I have a dictionary dictData that has been created from 3 columns (0, 3 and 4) of a csv file where each key is a datetime object and each value is a list, containing two numbers (let's call them a and b, so the list is [a,b]) stored as strings:

import csv
import datetime as dt
with open(fileInput,'r') as inFile:
        csv_in = csv.reader(inFile)    
        dictData = {(dt.datetime.strptime(rows[0],'%d/%m/%Y %H:%M')):[rows[3],rows[4]] for rows in csv_in}

I want to do two things: Firstly, i want to sum each of the values in the list(i.e sum all the a values, then sum all the b values) for the whole dictionary. If it was a dictionary of single values, I would do something like this:

total = sum((float(x) for x in dictData.values()))

1. How do I change this so that .values identifies the first (or second) item in the list? (i.e. the a or b values)
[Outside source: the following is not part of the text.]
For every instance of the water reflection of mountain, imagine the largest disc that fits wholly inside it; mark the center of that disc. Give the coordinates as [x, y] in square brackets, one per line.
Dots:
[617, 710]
2. I want to count all the zero values for the first item in the list.

Answer 1

Setup

dictData = {'2010': ['1', '2'],
            '2011': ['4', '3'],
            '2012': ['0', '45'],
            '2013': ['8', '7'],
            '2014': ['9', '0'],
            '2015': ['22', '1'],
            '2016': ['3', '4'],
            '2017': ['0', '5'],
            '2018': ['7', '8'],
            '2019': ['0', '9'],
           }

print 'sum of 1st items = %d' % sum([float(v[0]) for v in dictData.values()])
print 'sum of 2nd items = %d' % sum([float(v[1]) for v in dictData.values()])
print 'count of zeros   = %d' % sum([(float(v[0]) == 0) for v in dictData.values()])


sum of 1st items = 54
sum of 2nd items = 84
count of zeros   = 3